真的,对于我这样不值一提的人来说,谁如果肯对我好一点点,我都恨不能加倍报答。那么,如果为我连命都送掉,我又怎么办呢?鸿喜一条命,已经太重。我负担不起更多。我只有一条命,赔不起更多。
我的眼泪掉下来。
“喂,要去哪里,你自己选吧。”登乐尔轻轻道。
“什么?”我抬头看他。
“你对我柴犬有恩,所以你的去向你自己决定吧。如果不想回到那个绝情的皇帝那里,想去别的地方,我放你走;如果想跟我们一起生活,我代替全族人欢迎你。

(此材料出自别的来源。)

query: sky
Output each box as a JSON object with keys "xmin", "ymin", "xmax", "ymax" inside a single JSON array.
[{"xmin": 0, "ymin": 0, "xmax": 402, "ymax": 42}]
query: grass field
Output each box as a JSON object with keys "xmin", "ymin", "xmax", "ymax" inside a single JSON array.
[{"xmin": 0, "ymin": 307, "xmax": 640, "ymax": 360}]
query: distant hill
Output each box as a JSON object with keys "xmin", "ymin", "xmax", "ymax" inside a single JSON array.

”
“真主不是你们老大吗?你不问他的意思,可以自作主张?”我奇怪道。
登乐尔哼了一声:“从前敬真族当老大,那是敬古苏那的祖辈父辈,他们是真英雄,现在到古苏那身上,算个球?前几战我说过不好打的。他不听,吃亏到现在,人力物力不知耗掉多少,他还敢跟柴犬找麻烦?我愿意保举你到草原,他敢噜嗦,一拍两散伙,我们柴犬又不是卖给他了。他要不识相,拿把刀,马背上说话。要打要杀我接着!”他挺胸。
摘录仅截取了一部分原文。